Über den Begriff der Geschichte These IX


Angelus Novus
"... Es gibt ein Bild von Klee, das Angelus Novus heißt. Ein Engel ist darauf dargestellt, der aussieht, als wäre er im Begriff, sich von etwas zu entfernen, worauf er starrt. Seine Augen sind aufgerissen, sein Mund steht offen und seine Flügel sind ausgespannt. Der Engel der Geschichte muß so aussehen. Er hat das Antlitz der Vergangenheit zugewendet. Wo eine Kette von Begebenheiten vor uns erscheint, da sieht er eine einzige Katastrophe, die unablässig Trümmer auf Trümmer häuft und sie ihm vor die Füße schleudert. Er möchte wohl verweilen, die Toten wecken und das Zerschlagene zusammenfügen. Aber ein Sturm weht vom Paradiese her, der sich in seinen Flügeln verfangen hat und so stark ist, daß der Engel sie nicht mehr schließen kann. Dieser Sturm treibt ihn unaufhaltsam in die Zukunft, der er den Rücken kehrt, während der Trümmerhaufen vor ihm zum Himmel wächst. Das, was wir den Fortschritt nennen, ist dieser Sturm..."

Walter Benjamin


Der Flaneur als Angelus Novus der Geschichte

"... Der Flaneur ist das Subjekt des modernen Zeitalters. Er ist jemand, "der keiner Heimat nachjagt, keine Karriere verfolgt, kein Ziel erreichen muß - das Paradies zum Beispiel - der nicht integriert werden kann, weder politisch - er ist heimatlos oder staatenlos- noch sozial." Er hat zu allen Dingen denselben emotionalen Abstand. Er ist ein Mann ohne Eigenschaften. Seine Erfahrungen sind nicht symbolisch, sie lassen sich nicht in eine identitätschaffende persönliche Geschichte einreihen, sondern sie sind allegorisch, isoliert und unzusammenhängend. Der Komos, in dem er lebt, ist angefüllt mit Arkaden, Mode, Langeweile, Katakomben, Kitsch, Souvernirs, Wachsfiguren, Gaslicht, Panoramen, Eisenkonstruktionen, Fotografie, Prostitution, Jugendstil, Kollektion, Glücksspiel, Straßen, Kaufhaus, Metros, Eisenbahnen, Straßenzeichen, Perspektive, Spiegel, Neuheit, Interieur, Wetter, Weltausstellungen, Torbögen, Architektur, Haschisch, Marx, Haussmann, Saint-Simon, Grandville, Wiertz, Redon, Sue, Baudelaire, Proust..."

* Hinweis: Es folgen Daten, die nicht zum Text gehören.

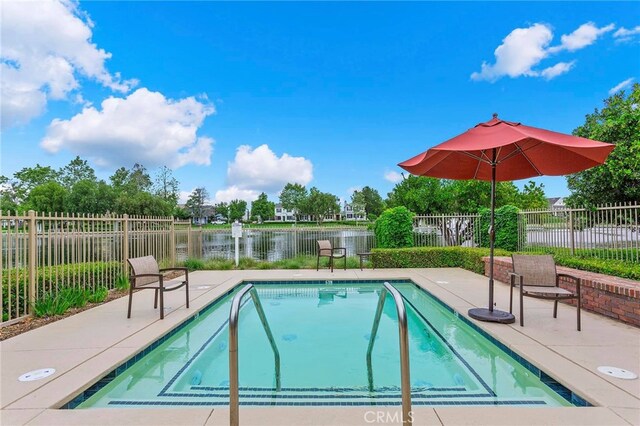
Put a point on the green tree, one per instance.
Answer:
(618, 179)
(237, 210)
(292, 198)
(48, 197)
(533, 197)
(196, 201)
(370, 199)
(77, 170)
(262, 209)
(320, 204)
(422, 195)
(166, 186)
(222, 209)
(29, 177)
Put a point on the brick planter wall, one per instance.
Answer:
(614, 297)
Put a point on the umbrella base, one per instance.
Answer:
(484, 314)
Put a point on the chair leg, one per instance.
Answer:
(161, 304)
(521, 308)
(579, 306)
(130, 297)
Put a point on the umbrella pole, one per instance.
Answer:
(492, 231)
(490, 314)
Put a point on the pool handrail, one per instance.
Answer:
(405, 381)
(234, 391)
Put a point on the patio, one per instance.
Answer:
(85, 347)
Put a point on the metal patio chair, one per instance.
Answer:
(146, 275)
(537, 277)
(326, 250)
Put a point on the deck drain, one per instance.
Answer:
(36, 374)
(618, 373)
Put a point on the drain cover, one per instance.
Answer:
(36, 374)
(618, 373)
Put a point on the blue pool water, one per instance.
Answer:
(322, 331)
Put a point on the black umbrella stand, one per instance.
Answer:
(489, 314)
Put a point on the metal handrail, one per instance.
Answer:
(405, 382)
(234, 388)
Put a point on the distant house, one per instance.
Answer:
(556, 204)
(350, 212)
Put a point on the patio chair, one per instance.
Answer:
(146, 275)
(326, 250)
(537, 277)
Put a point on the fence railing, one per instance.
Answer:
(42, 253)
(606, 232)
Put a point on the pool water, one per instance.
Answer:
(322, 332)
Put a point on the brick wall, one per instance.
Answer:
(614, 297)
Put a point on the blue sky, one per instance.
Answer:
(243, 97)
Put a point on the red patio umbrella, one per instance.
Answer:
(501, 150)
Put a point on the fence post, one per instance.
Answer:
(33, 258)
(172, 242)
(125, 240)
(572, 242)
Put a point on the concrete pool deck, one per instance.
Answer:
(85, 347)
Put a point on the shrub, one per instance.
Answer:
(394, 228)
(98, 295)
(433, 257)
(506, 228)
(194, 264)
(50, 305)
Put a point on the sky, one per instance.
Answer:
(241, 98)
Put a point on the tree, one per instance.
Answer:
(77, 170)
(222, 209)
(30, 177)
(237, 210)
(618, 179)
(195, 203)
(320, 204)
(533, 197)
(292, 198)
(370, 200)
(422, 195)
(166, 186)
(262, 208)
(48, 197)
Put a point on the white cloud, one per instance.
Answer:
(234, 193)
(556, 70)
(521, 50)
(525, 48)
(585, 35)
(623, 35)
(144, 127)
(260, 169)
(620, 86)
(393, 177)
(45, 46)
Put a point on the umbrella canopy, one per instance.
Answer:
(500, 150)
(521, 152)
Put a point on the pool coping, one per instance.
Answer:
(611, 398)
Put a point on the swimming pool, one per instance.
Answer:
(322, 331)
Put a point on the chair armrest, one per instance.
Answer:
(179, 268)
(571, 277)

"... Walter Benjamin war der Philosoph dieses Umbruches, er hat sowohl in der Art und Weise seines Schreibens die Veränderung der Schrift, wie auch in der Zuneigung zu der Hauptperson, dem Flaneur, die politischen Konsequenzen dieses Zeitalters reflektiert. Durch ihn und mit ihm verläßt die Philosophie entgültig das systematische Denken. Die referente Wirklichkeit läßt sich nicht mehr in einem System bündeln, weil der Ort der Rezeption und der der Referenz, das Interieur, verlorenging. Hieraus erklärt sich das Benjaminsche Prinizip der Montage. Der Flaneur montiert die Welt in ihren dialektischen Erscheinungen kurzzeitig zueinander und läßt sie in ihren paradoxalen Verhältnissen zueinander erscheinen ohne sie zu erklären. Der Ort der Erkenntnis bzw.Referenz ist nicht mehr das Subjekt sondern die paradoxalen Struktur der Dinge selbst an der sie über ihre Geschichte und ihre Natur zum Scheitern und damit zum Ende gebracht werden..."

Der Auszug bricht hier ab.